Guilt Is Major Factor in Veteran PTSD

“A new study finds that guilt is a major factor in the development of post-traumatic stress disorder among veterans in combat. ...

“According to the researchers, servicemembers who lived through an attack that killed other servicemembers, or witnessed an attack that resulted in the unintentional death of civilians, women, or children may suffer from survivors’ guilt. These feelings of guilt may ultimately manifest themselves as post-traumatic stress disorder. …

“Typically, the American Psychiatric Association has linked post-traumatic stress disorder to violence during combat, fear of being killed, and loss of friends in combat. …

“According to the researchers, [PTSD] that is linked to a moral injury is typically more severe than PTSD that results from being part of a near-death experience.”

Source: Dec. 6 blog on The Veterans Law Group website.

Suicidal Risk Factors Identified for Pregnant Women and New Mothers

Increased screening of pregnant women and new mothers for major depression and conflicts with intimate partners may help identify women at risk for suicide, a University of Michigan Health System-led analysis of federal data concludes.

Only a small percentage of women who take their own lives are pregnant or have recently become mothers, but their frequent interactions with the healthcare system provide important opportunities for providers to intervene if risk factors become better understood, the researchers say.

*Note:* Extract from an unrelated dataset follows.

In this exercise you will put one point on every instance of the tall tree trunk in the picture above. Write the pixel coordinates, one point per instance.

The study analyzed five years of suicide data from the National Violent Death Reporting System, which was introduced in 2003. The dataset is unique for linking multiple sources of information together to provide details that include demographics, pregnancy status, mental health and substance-abuse status, and precipitating circumstances.

More than half of the women who killed themselves had a known mental health diagnosis, with mood disorder being the most common at 95 percent. Nearly half were known to have a depressed mood leading up to the suicide.

Postpartum women were more likely to have been identified as having a depressed mood in the two weeks prior to suicide than other women, the study found.

Researchers found many similarities that did not vary significantly by pregnancy status: 56 percent of all victims had a known mental health diagnosis; 32 percent had previously attempted suicide; and 28 percent had a known alcohol or substance-abuse issue at the time of death.

The researchers also found that while education level and marital status were very similar across pregnant, postpartum, and non-pregnant suicides, Hispanic women were far more likely to take their own lives while pregnant (10 percent of suicides among pregnant women) or within a year of pregnancy (9 percent of post-partum suicides) than when not pregnant (4 percent of non-pregnancy-associated suicides).

The researchers acknowledge some inherent limitations of the data. Their sample of 2,083 suicides among women of plausible child-bearing age (15-54), was drawn only from the 17 states where data was available. It is also was impossible to interview the victims and get a full picture of mental health conditions, unreported domestic violence, and other precipitating factors.

Source; citation: “Mental Health, substance use, and intimate partner problems among pregnant and postpartum suicide victims in the National Violent Death Reporting System,” General Hospital Psychiatry, doi:10.1016/j.genhosppsych.2011.09.017.